Mit dem Schweinebraten in Dunkelbiersauce, dazu hausgemachter Krautsalat und Kartoffelknödel aus dem Abschnitt Tradition der Region hatte ich ja immer mal wieder die Erfahrung gemacht, das insbesondere der Krautsalat meist nur aus rohen Weißkohlstreifen ohne Dressing bestanden hatte. Daher hatte ich heute ursprünglich geplant bei den Kartoffel-Zucchinipuffer mit Broccoli und Tomatensauce aus dem Abschnitt Vitality zuzugreifen, was mit gerade mal 383 Kalorien ein angenehm leichter vegetarischer Genuss gewesen wäre. Aber als ich anstand, änderte ich dann doch noch kurzentschlossen meine Meinung und wählte letztlich den Erbsensuppeneintopf mit Wiener Würstchen und Bauernbrot aus dem Abschnitt Globetrotter. Bei dem aktuell kühlen, regnerischen Wetter erschien es mir genau das richtige zu sein. Die Asia-Thai-Gerichte wie Gebackene Banane und Ananas mit Honig oder Gebratenes Schweinefleisch mit Gemüse in Massamansauce kamen heute nicht in die nähere Auswahl.

Pea soup hotpot with sausages & farmhouse bread / Erbsensuppeneintopf mit Würstchen & Bauernbrot

Vor dem Verzehr nahm ich mir natürlich erst einmal Messer und Gabel und zerschnitt die beiden Würstchen in mundgerechte Stücke. Dabei stellte sich heraus, das es sich hier nicht gerade um die qualitativ hochwertigsten Wiener handelte, sondern mit ihrem sehr hellen, leicht wässerigen Fleisch eher um mittlere bis mindere Qualität, aber als zusätzliche Fleischbeilage für einen Eintopf waren sie dennoch ausreichend.

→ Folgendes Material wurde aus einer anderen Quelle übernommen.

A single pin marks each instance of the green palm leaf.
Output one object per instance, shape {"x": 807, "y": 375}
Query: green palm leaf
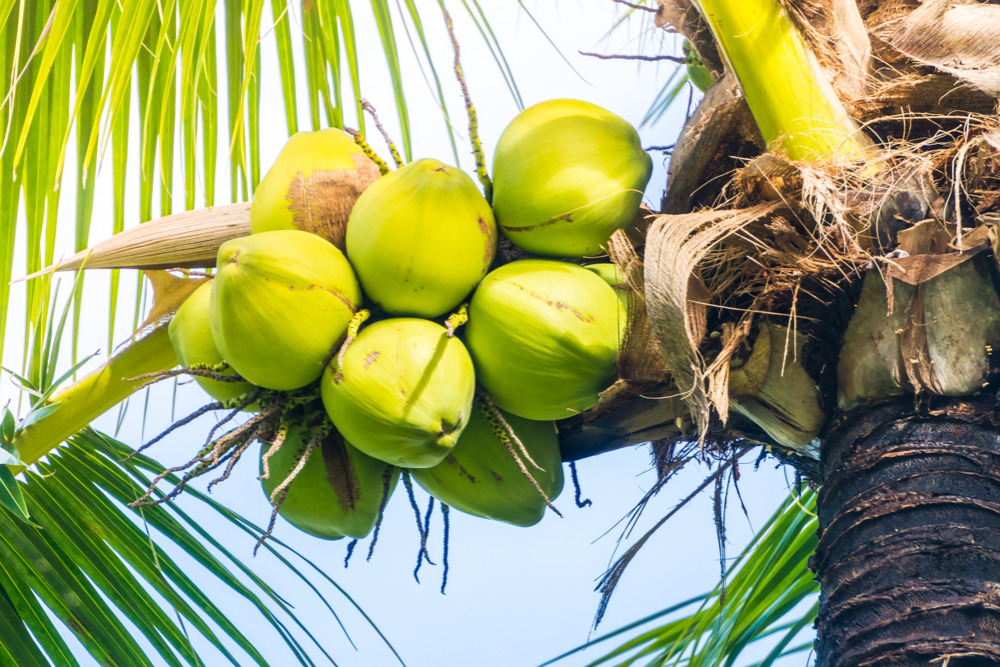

Und die eigentliche Suppe aus vielen grünen Erbsen sowie Möhren, Kartoffeln, Knollensellerie und Lauch sowie einigen Suppenkräutern erwies sich mit seinem mild-deftigen Geschmack als überaus gut gelungen. Und der Terminus “Suppeneintopf” traf ganz genau seine Konsistenz, denn für eine reine Suppe war er zu dickflüssig und für einen richtigen Eintopf wiederum zu dünnflüssig. Außerdem lag dem Gericht eine Scheibe Bauern-Graubrot bei, die sich allerdings nicht gerade durch frische auszeichnete, sondern der man anmerkte, dass sie bereits einige Zeit an der frischen Luft verbracht hatte. Aber als zusätzliche Sättigungsbeilage war sie dennoch geeignet.Die Hälfte der Scheibe bröselte ich mir in den Suppeneintopf, den Rest verwendete ich um den geleerten Teller von seinen Resten zu befreien. Einfache, deftige Hausmannskost, so wie ich sie mag, ich war mit meiner Wahl also durchaus zufrieden.
Beim Kampf um den ersten Platz auf der Allgemeinen Beliebtheitsskala hatte heute eindeutig der Schweinebraten die Nase vorne und konnte sich diese Position unangefochten sichern. Auf dem zweiten Platz folgte der Erbseneintopf und mit geringem Abstand die Kartoffel-Zucchinipuffer auf dem dritten Platz. Einen guten, aber dennoch vierten Platz belegten schließlich die Asia-Gerichte.

Mein Abschlußurteil:
Erbsensuppeneintopf: ++
Wiener Würstchen: +
Bauernbrot: +

Schweinegeschnetzeltes “Zurcher Art” mit Röstis [18.12.2017]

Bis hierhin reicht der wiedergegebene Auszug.